While the league’s investigators are attempting to learn as much as they can about the report, they are hamstrung by players’ longstanding refusals to speak to them and by the federal government’s reluctance to provide baseball with information it has uncovered in its own investigations.

The lack of player cooperation Schmidt refers to is the refusal of players to talk about other players’ drug use which he contrasts with the cooperation cyclists have given the Unites States Anti-Doping Agency. Ratting out each other in exchange for reduced suspensions and the like. Which should be pretty understandable at this point given that Joint Drug Agreement entered into between the league and the union provides no basis for leniency in punishment. It’s, by design, a zero-tolerance program. If you start letting guys off for ratting out other guys, you don’t have a zero-tolerance program.

Indeed, what you have is a breeding ground for mistrust and a strong incentive for those players for whom a 50-game suspension is extremely financially harmful to throw their teammates under the bus based on either real or fabricated information.  The players obviously wouldn’t want that. But the owners — and their employee, Bud Selig — wouldn’t want that either in all likelihood because in addition to violating baseball’s longstanding rule of “what happens in the clubhouse stays in the clubhouse,” such a setup could serve to destabilize teams and create problems for managers, GMs and owners.

As for the lack of government cooperation with Major League Baseball: well, good.  Major League Baseball is a private business, not an arm of the government and I have never been comfortable with the idea of the government doing special favors for private business, especially in a law enforcement context. If they want to do their own investigation, let them (and they are).

As Buster Olney noted on Twitter this morning, the fact that federal investigators gave drug dealers like Kirk Radomski and Brian McNamee leniency for cooperating with the Mitchell Report investigators was ridiculous.  George Mitchell did not represent the government. His interviewers worked for DLA Piper. We think of baseball as some greater institution, but that setup was no different than a cop compelling someone to talk to McDonalds or Microsoft or Wal-Mart. If law enforcement is to give leniency to criminals in exchange for cooperation, that cooperation should be to the benefit of the public good, not to the benefit of the corporate good.
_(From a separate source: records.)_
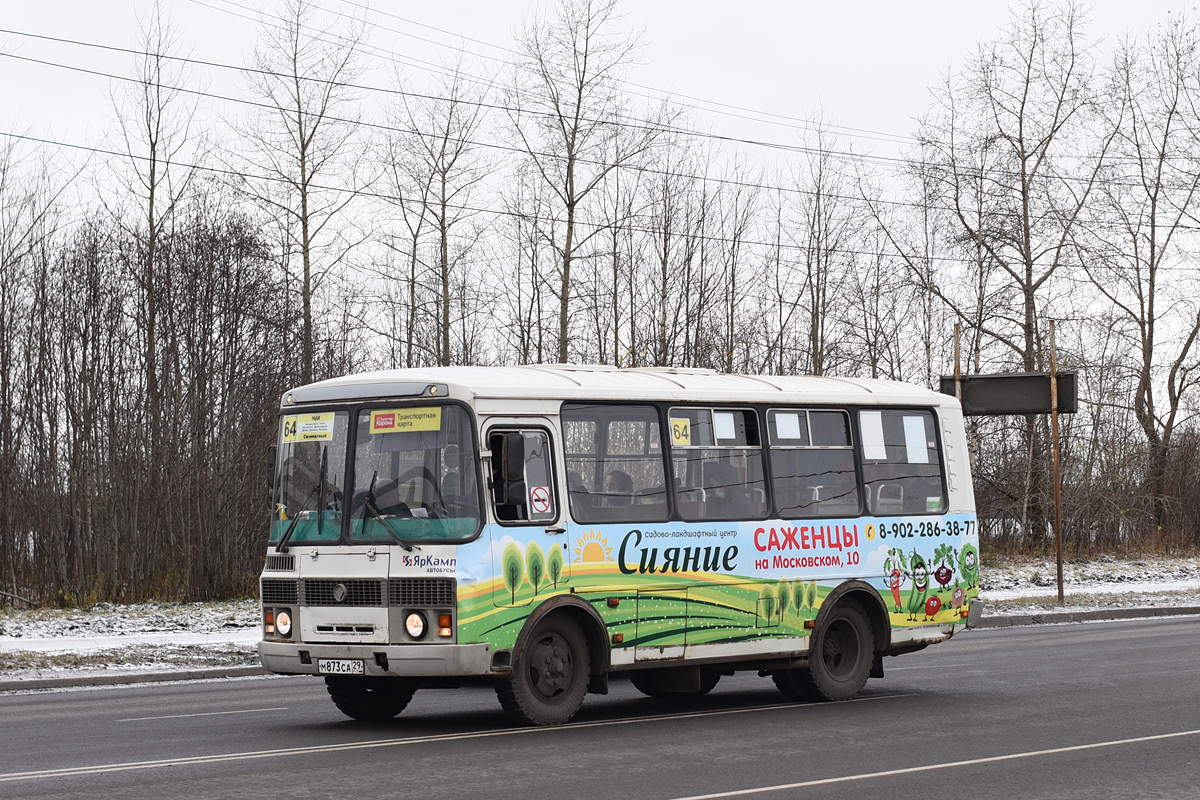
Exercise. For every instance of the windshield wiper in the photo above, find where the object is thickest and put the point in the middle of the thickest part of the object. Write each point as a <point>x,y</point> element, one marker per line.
<point>318,492</point>
<point>369,505</point>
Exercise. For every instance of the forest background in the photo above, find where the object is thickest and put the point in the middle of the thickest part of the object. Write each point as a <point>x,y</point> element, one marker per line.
<point>161,290</point>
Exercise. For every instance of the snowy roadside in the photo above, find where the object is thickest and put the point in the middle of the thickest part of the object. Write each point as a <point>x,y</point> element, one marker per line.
<point>109,639</point>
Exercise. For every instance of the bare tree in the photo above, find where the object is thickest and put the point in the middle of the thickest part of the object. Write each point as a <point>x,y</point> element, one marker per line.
<point>301,154</point>
<point>1139,253</point>
<point>574,122</point>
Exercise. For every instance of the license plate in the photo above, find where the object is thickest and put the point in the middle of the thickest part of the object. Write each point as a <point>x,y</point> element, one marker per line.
<point>339,666</point>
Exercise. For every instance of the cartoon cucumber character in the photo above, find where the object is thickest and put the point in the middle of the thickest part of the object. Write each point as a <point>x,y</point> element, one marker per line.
<point>969,565</point>
<point>919,585</point>
<point>895,567</point>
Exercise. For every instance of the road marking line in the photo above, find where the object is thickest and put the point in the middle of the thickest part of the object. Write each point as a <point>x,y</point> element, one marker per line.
<point>99,769</point>
<point>205,714</point>
<point>929,768</point>
<point>939,666</point>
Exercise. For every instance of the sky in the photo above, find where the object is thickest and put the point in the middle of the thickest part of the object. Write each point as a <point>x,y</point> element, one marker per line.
<point>864,66</point>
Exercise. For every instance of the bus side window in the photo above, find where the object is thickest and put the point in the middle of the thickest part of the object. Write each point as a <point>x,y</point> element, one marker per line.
<point>901,462</point>
<point>615,459</point>
<point>522,489</point>
<point>813,463</point>
<point>718,467</point>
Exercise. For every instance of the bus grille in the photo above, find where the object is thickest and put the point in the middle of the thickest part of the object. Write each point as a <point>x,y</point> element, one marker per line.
<point>280,591</point>
<point>281,563</point>
<point>423,591</point>
<point>321,591</point>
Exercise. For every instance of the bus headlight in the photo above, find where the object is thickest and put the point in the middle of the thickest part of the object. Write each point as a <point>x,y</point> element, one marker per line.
<point>415,624</point>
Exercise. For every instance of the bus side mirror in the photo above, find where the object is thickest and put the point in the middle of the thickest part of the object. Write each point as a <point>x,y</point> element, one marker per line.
<point>270,468</point>
<point>514,468</point>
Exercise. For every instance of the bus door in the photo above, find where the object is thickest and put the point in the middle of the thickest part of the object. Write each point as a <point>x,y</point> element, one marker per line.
<point>528,540</point>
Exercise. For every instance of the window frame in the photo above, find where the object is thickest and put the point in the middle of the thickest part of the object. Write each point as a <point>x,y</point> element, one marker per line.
<point>931,410</point>
<point>851,415</point>
<point>713,409</point>
<point>603,455</point>
<point>490,498</point>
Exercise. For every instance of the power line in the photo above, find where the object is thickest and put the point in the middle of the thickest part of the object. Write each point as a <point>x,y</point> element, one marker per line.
<point>797,122</point>
<point>640,168</point>
<point>468,209</point>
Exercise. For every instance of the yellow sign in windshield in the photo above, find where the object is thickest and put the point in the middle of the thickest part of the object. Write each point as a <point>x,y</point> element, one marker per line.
<point>406,419</point>
<point>309,427</point>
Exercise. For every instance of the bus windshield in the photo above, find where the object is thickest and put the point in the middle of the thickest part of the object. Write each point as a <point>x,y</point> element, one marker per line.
<point>413,475</point>
<point>307,493</point>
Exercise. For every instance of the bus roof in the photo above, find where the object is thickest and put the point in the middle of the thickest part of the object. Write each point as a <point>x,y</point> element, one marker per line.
<point>595,382</point>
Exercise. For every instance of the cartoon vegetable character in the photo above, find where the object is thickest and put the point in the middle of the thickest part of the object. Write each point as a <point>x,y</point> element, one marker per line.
<point>945,572</point>
<point>958,596</point>
<point>895,566</point>
<point>919,585</point>
<point>969,565</point>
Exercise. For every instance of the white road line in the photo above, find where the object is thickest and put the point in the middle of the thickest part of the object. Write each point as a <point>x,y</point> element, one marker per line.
<point>939,666</point>
<point>205,714</point>
<point>99,769</point>
<point>929,768</point>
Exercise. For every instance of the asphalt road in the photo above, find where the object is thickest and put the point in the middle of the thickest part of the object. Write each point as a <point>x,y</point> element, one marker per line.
<point>1097,710</point>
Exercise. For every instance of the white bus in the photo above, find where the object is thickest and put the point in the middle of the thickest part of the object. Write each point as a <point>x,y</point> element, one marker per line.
<point>543,528</point>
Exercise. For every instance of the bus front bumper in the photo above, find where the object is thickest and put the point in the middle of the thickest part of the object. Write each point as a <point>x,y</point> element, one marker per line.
<point>389,660</point>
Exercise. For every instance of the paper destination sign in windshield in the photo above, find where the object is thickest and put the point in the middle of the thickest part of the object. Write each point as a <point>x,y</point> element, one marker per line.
<point>309,427</point>
<point>406,419</point>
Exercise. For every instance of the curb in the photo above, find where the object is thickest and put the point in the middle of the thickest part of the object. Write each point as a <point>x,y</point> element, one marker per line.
<point>1014,620</point>
<point>131,678</point>
<point>1050,618</point>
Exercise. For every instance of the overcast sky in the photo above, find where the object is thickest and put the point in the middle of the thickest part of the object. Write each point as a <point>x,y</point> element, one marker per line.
<point>865,65</point>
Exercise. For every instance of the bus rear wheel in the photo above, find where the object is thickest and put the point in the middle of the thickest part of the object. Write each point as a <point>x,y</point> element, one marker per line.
<point>840,656</point>
<point>550,677</point>
<point>367,698</point>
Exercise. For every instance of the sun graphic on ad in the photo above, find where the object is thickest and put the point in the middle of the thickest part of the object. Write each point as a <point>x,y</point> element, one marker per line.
<point>593,547</point>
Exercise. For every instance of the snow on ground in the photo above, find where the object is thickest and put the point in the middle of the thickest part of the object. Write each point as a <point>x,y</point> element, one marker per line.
<point>167,637</point>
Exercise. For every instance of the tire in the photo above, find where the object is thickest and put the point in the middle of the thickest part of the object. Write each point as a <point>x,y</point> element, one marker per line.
<point>840,656</point>
<point>550,677</point>
<point>370,699</point>
<point>647,683</point>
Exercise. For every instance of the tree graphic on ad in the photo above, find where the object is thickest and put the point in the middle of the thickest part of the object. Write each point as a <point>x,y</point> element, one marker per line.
<point>555,566</point>
<point>514,569</point>
<point>537,561</point>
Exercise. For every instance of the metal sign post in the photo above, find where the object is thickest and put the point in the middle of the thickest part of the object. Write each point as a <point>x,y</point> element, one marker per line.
<point>1021,394</point>
<point>1057,477</point>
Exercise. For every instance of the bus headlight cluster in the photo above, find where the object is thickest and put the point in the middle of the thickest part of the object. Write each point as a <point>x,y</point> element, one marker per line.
<point>277,621</point>
<point>415,624</point>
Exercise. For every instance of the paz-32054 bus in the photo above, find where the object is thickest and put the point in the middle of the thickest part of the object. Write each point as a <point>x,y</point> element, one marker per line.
<point>543,528</point>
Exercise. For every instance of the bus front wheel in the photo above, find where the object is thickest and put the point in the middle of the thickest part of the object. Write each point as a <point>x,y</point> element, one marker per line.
<point>550,677</point>
<point>371,699</point>
<point>840,655</point>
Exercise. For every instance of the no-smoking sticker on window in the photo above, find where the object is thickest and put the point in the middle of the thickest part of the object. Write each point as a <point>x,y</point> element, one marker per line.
<point>539,499</point>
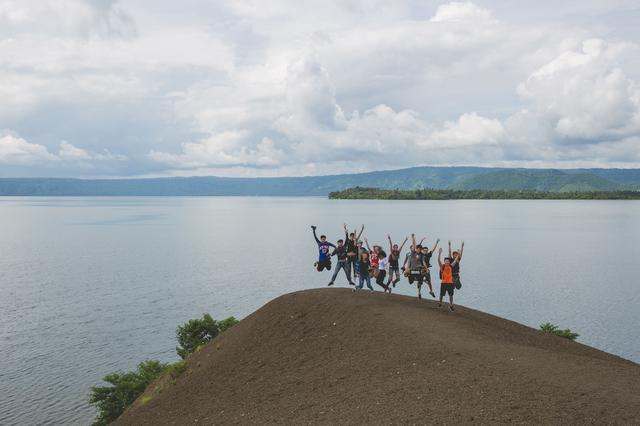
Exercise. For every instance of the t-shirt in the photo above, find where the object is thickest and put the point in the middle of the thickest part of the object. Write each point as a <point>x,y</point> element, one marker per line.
<point>427,259</point>
<point>323,250</point>
<point>351,245</point>
<point>364,265</point>
<point>340,252</point>
<point>382,264</point>
<point>393,258</point>
<point>415,260</point>
<point>446,272</point>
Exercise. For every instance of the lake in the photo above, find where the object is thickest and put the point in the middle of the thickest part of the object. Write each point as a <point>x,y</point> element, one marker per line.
<point>94,285</point>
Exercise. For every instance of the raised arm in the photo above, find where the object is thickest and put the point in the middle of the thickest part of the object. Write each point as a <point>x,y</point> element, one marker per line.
<point>367,243</point>
<point>436,245</point>
<point>314,234</point>
<point>403,243</point>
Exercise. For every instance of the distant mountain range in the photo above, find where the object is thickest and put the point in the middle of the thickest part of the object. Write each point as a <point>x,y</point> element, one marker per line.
<point>412,178</point>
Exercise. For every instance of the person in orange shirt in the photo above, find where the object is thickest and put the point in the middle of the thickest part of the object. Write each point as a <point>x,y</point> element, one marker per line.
<point>446,275</point>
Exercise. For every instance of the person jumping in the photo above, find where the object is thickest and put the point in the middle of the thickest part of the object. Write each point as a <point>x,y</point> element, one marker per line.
<point>382,271</point>
<point>341,253</point>
<point>446,273</point>
<point>324,258</point>
<point>456,268</point>
<point>351,241</point>
<point>416,264</point>
<point>426,253</point>
<point>365,266</point>
<point>394,257</point>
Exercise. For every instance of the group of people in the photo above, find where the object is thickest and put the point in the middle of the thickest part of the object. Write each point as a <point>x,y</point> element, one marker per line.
<point>372,262</point>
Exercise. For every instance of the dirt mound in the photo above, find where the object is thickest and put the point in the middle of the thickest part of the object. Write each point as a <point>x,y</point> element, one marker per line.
<point>333,357</point>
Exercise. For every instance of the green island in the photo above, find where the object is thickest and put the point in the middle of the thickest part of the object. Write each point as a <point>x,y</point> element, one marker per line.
<point>359,193</point>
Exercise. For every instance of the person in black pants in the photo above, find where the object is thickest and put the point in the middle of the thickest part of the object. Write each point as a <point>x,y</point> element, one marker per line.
<point>341,253</point>
<point>324,247</point>
<point>351,242</point>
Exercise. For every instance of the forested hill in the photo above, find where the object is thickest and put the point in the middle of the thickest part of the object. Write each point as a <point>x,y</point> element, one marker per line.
<point>463,178</point>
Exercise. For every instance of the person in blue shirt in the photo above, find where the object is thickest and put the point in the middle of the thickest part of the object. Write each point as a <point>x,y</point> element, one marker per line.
<point>324,252</point>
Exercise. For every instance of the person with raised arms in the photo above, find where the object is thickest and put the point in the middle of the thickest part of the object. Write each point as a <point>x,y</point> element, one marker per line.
<point>365,266</point>
<point>446,277</point>
<point>456,268</point>
<point>341,253</point>
<point>426,253</point>
<point>352,250</point>
<point>416,265</point>
<point>324,248</point>
<point>394,257</point>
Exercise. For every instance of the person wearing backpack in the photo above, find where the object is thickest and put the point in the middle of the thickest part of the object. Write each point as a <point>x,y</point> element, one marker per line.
<point>456,269</point>
<point>446,277</point>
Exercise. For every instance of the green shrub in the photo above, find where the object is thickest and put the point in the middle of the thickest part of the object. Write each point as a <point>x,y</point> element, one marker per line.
<point>547,327</point>
<point>123,389</point>
<point>197,332</point>
<point>227,323</point>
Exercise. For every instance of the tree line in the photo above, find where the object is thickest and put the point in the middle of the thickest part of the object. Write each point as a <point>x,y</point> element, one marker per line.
<point>359,193</point>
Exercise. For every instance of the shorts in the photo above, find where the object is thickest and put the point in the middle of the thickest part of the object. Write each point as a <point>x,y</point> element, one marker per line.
<point>446,288</point>
<point>456,281</point>
<point>415,275</point>
<point>324,264</point>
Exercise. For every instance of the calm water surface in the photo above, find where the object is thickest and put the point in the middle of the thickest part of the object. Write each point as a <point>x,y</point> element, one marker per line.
<point>93,285</point>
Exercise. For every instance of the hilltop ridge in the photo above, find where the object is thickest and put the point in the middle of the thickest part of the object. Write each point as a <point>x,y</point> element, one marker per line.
<point>403,179</point>
<point>329,356</point>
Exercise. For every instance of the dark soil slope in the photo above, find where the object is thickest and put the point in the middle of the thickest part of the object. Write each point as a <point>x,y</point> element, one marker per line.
<point>333,357</point>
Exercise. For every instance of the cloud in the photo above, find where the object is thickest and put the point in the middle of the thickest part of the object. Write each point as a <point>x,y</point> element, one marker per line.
<point>335,86</point>
<point>585,94</point>
<point>15,150</point>
<point>462,12</point>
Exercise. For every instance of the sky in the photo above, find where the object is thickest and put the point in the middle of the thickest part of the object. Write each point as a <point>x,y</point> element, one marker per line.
<point>107,88</point>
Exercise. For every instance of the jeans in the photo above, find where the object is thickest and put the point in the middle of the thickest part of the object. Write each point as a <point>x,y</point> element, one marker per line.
<point>345,266</point>
<point>363,278</point>
<point>353,266</point>
<point>394,270</point>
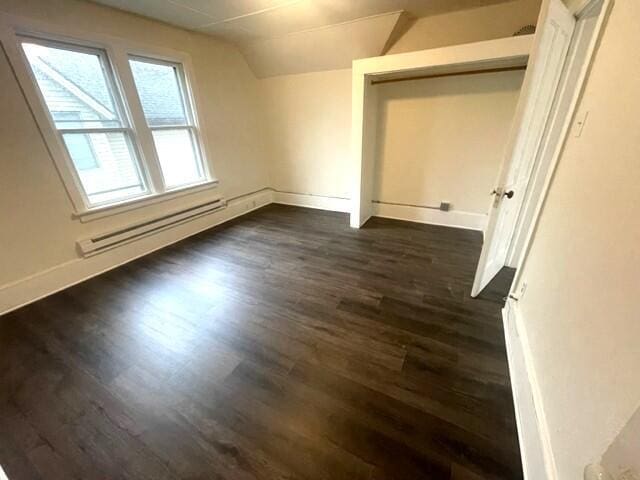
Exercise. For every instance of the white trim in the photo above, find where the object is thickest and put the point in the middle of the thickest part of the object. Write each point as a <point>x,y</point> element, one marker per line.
<point>538,462</point>
<point>320,202</point>
<point>140,202</point>
<point>452,218</point>
<point>576,93</point>
<point>42,284</point>
<point>115,53</point>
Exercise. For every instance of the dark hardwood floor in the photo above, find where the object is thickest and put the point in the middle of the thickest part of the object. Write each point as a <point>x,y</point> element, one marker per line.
<point>282,345</point>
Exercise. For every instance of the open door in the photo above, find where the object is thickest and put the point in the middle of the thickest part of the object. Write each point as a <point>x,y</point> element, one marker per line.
<point>548,55</point>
This all goes back to what I was talking about on Tuesday: what are the priorities here? Is the priority to get headlines with famous names being hung out to dry or is the priority to break up what may very well be an illegal drug distribution network? Back in 2007 the feds, led by the overzealous-in-the-extreme Jeff Novitzky, decided that it was more important to prosecute famous people to get their names in the paper. That didn’t really work out too well, so it’s understandable now that the feds might not have all that great an interest in putting the squeeze to A-Rod — which is what would be the purpose of cooperation with MLB — and a much greater interest in taking down a drug operation. That would be benefited by NOT talking to folks outside of law enforcement.  Folks who, you know, like to do things like leak information to the New York Daily News I-Team.

So good for the feds for treating this like any other law enforcement operation. The folks who are mad that government power isn’t being used to either make headlines or make a billion dollar corproation’s p.r. operation smoother probably need to ask why those things are important to them in the first place.